The Jews in Jesus’ day were especially earnest in their quest to know God. They built a massive and ornate temple in Jerusalem, where they employed priests who offered sacrifices to purify their hearts before Jehovah. Their sacred text, the Torah, records dramatic encounters between God and his people. Although God is never visualized by the Jews—never represented in art in any form—he is nonetheless described, tenaciously, as a Person. King, Redeemer, Defender, Judge, Father, Shepherd—all these images are applied to him.

The entire history of Judaism can be read as a long, tortuous tale of a nation’s attempt to know God and to be blessed by him. Does this explain what is happening on the road to Emmaus? “Jesus himself came up and walked along with them; but they were kept from recognizing him.” We are informed, without any grandiosity and with no explanation, that Jesus has somehow returned to life and appeared among these disciples.

Were these fervent believers being carried away by their desire for an encounter with the supernatural? They wouldn’t be the first. We marvel at the architectural achievements of the ancient Egyptians, for example, whose massive stone pyramids still baffle modern engineers. The Great Pyramid at Giza reaches 480 feet into the sky—taller than a forty-story skyscraper—and is composed of over two million blocks of limestone. Think of it: thousands of workers hauled tens of thousands of tons of stone across vast stretches of desert over many decades to build these  wonders.

And for what purpose? A hieroglyphic text, addressed to the Egyptian god Atum, explains the reason: “O Atum, put your arms around King Neferkare Pepy II, around this construction work, around this pyramid . . . . May you guard lest anything happen to him evilly [sic] throughout the course of eternity.”  In other words, the pyramids served as burial chambers to help Egyptian kings make a successful journey from death to the afterlife. In this case, King Pepy II wanted to arrive safely in paradise—and mobilized an army of slaves and civil engineers to make it happen.
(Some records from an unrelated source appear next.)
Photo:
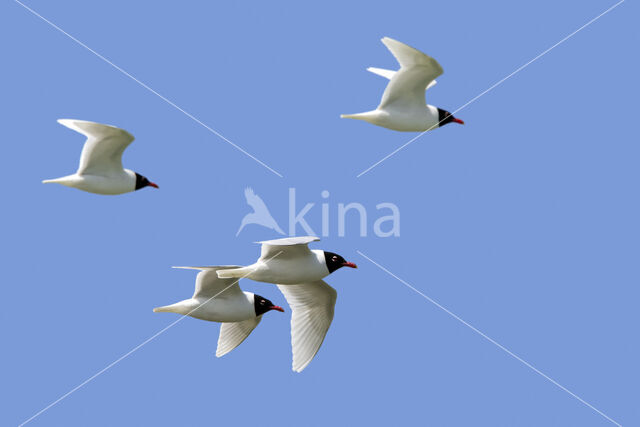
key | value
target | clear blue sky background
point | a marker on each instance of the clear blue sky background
(524, 222)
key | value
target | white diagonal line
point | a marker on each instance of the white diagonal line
(130, 352)
(491, 340)
(168, 101)
(493, 86)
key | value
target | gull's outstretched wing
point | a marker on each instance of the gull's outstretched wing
(388, 74)
(407, 86)
(209, 285)
(312, 306)
(102, 151)
(233, 334)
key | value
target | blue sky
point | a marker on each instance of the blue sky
(524, 222)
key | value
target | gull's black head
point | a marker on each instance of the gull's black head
(445, 117)
(335, 261)
(261, 305)
(142, 181)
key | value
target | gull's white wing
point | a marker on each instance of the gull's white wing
(407, 86)
(209, 285)
(102, 151)
(287, 247)
(388, 74)
(312, 306)
(234, 333)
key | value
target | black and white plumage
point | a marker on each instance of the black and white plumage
(298, 271)
(222, 300)
(100, 170)
(403, 106)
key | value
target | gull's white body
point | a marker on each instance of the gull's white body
(298, 272)
(100, 170)
(403, 106)
(219, 300)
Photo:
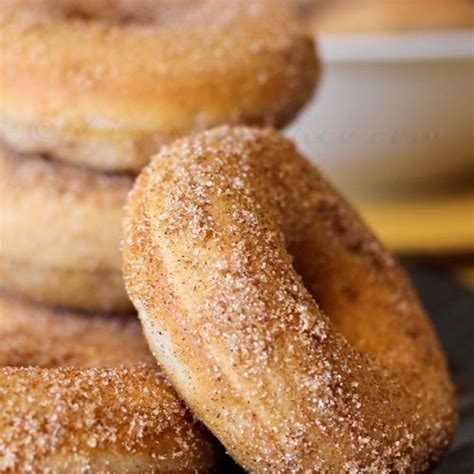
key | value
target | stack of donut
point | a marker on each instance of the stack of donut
(276, 316)
(89, 90)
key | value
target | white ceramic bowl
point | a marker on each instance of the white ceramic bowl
(392, 111)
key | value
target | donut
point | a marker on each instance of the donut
(60, 231)
(83, 394)
(106, 83)
(278, 317)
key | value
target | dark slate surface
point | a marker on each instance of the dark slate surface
(451, 308)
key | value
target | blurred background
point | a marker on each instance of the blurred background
(392, 124)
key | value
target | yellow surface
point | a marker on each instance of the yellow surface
(465, 274)
(427, 225)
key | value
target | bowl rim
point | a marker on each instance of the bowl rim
(393, 47)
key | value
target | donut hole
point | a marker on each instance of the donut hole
(135, 13)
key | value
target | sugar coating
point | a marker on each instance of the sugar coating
(106, 83)
(279, 318)
(82, 394)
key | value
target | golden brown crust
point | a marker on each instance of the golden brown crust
(60, 231)
(97, 86)
(82, 394)
(278, 317)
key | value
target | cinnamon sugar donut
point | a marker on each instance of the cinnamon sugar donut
(105, 83)
(281, 321)
(82, 394)
(60, 231)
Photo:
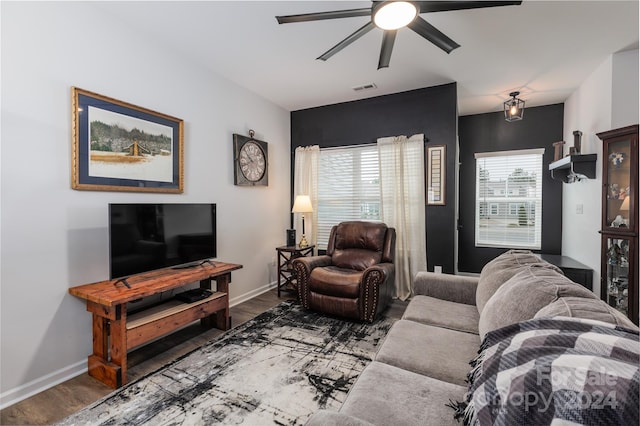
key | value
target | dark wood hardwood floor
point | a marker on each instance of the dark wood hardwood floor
(58, 402)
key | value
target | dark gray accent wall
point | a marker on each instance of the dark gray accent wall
(540, 128)
(431, 111)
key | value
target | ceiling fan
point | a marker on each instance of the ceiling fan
(391, 16)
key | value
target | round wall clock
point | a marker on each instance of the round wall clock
(251, 161)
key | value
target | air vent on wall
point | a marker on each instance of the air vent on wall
(368, 86)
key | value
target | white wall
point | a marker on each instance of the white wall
(606, 100)
(54, 237)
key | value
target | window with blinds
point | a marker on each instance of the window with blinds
(509, 199)
(348, 188)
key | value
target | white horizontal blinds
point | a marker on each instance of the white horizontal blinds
(509, 199)
(348, 187)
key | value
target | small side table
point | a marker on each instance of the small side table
(286, 276)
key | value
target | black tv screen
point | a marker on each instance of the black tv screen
(144, 237)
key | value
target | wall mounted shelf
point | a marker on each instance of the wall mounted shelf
(574, 168)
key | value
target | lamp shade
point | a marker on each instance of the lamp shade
(302, 204)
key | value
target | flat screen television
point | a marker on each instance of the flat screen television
(145, 237)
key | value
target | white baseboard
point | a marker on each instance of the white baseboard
(15, 395)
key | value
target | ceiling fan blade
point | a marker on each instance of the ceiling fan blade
(433, 34)
(347, 41)
(443, 6)
(388, 38)
(335, 14)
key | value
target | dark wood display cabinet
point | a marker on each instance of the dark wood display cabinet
(619, 276)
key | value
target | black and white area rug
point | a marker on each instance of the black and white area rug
(278, 368)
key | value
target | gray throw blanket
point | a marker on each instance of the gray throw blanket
(556, 371)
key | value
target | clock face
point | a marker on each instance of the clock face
(252, 161)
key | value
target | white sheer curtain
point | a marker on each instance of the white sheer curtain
(402, 190)
(305, 182)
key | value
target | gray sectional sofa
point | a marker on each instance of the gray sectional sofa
(420, 373)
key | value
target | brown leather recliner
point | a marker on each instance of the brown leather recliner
(355, 279)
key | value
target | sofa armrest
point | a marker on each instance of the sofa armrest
(454, 288)
(333, 418)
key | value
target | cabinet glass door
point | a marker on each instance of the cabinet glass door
(618, 181)
(617, 278)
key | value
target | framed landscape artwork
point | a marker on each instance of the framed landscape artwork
(436, 158)
(122, 147)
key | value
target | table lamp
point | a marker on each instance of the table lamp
(624, 208)
(302, 204)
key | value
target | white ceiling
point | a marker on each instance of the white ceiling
(544, 49)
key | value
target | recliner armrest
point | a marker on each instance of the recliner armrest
(454, 288)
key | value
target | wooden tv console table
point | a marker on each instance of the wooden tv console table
(115, 332)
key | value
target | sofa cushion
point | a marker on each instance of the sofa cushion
(387, 395)
(443, 313)
(431, 351)
(524, 294)
(499, 270)
(580, 307)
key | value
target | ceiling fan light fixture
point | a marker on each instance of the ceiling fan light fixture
(392, 15)
(514, 108)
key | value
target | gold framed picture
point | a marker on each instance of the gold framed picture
(436, 175)
(118, 146)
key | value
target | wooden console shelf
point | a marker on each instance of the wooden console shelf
(115, 332)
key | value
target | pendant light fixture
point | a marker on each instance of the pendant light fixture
(514, 108)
Likewise, we admire the political and military accomplishments

of ancient Rome—its republican ideals, territorial conquests, and the “Pax Romana” that brought stability to much of the known world. We know the Romans had a panoply of “gods” and “goddesses,” many of them borrowed from the Greeks. But their deities seem so much like human projections—they could be as devious and corruptible as a Nero or a Caligula—that we suspect no one really took them seriously.

Here it’s worth remembering that the most important myth for the Romans was Virgil’s The Aeneid, an epic poem about sacrifice, suffering, loyalty, and obedience to the gods. The hero of the story, Aeneas is described as “a man outstanding in his piety.” Aeneas achieves true greatness, in fact, only when he submits fully to the will of the gods and devotes himself with absolute purity to his mission, the establishment of a new political society in Rome. Thus, when Aeneas allows his lover Dido to distract him from his task, it requires a stern visitation from the gods to get him back on course. “But Aeneas is driven by duty now,” Virgil writes. “Strongly as he longs to ease and allay her sorrow, speak to her, turn away her anguish with reassurance, still, moaning deeply, heart shattered by his great love, in spite of all he obeys the gods’ commands and back he goes to his ships.”

This is what the Romans meant by piety. The story of Aeneas—a man mindful of the gods as he pursues his calling— was adopted throughout the empire as the pattern of the Roman hero.